In January 2019, the landlady of an apartment building announced to her tenants that she wanted to install thermal insulation on the exterior facade. The tenants of the building declared that they wanted to tolerate the measures. Since the construction work was postponed, the landlady issued another letter in November 2019, in which she again asked the tenants to tolerate the measures. The construction work was to begin in mid-January or mid-March 2020. The declaration of acquiescence was to be made by December 31, 2019. The grace period was dated January 06.
As the landlady had not received a declaration of acquiescence from the landlords by January 14, she filed a lawsuit (AZ VIII ZB 44/20). The tenants responded to this on the same day as service of the action and submitted a declaration of acquiescence to the legal representative. This was dated December 22, 2019. The tenants also stated that they had sent the declaration of acquiescence by mail in December. The landlady thus declared the legal dispute settled. The Berlin Köpenick Local Court imposed the costs of the legal dispute on the landlady. However, the landlord was of the opinion that the tenants should bear the costs of the legal dispute because it had not received the declaration of acquiescence in good time.

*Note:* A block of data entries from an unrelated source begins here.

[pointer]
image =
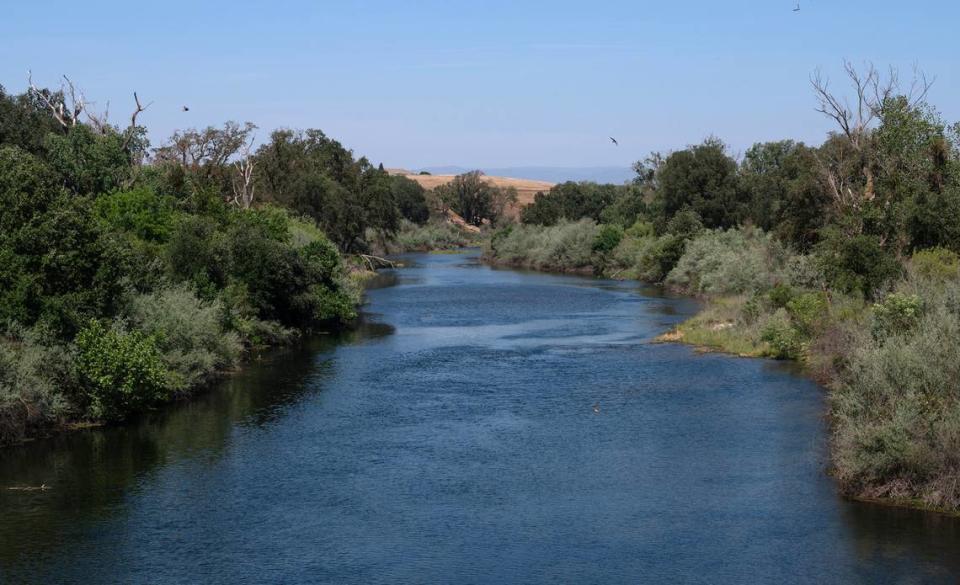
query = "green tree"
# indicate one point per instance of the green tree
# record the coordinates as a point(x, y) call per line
point(702, 178)
point(475, 199)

Both the Regional Court and the Federal Court of Justice rejected the landlady's claim. As an explanation, the courts stated that there was no reason to file a lawsuit up to that point. Thus, the demand for acquiescence should have been followed by a reminder first. It should also be noted that the tenants had already given their consent in the first request to tolerate maintenance measures in January 2019. It should also be noted that the tenants were in principle not in default. Because the due date of the acquiescence notice could even be questioned until the start of construction.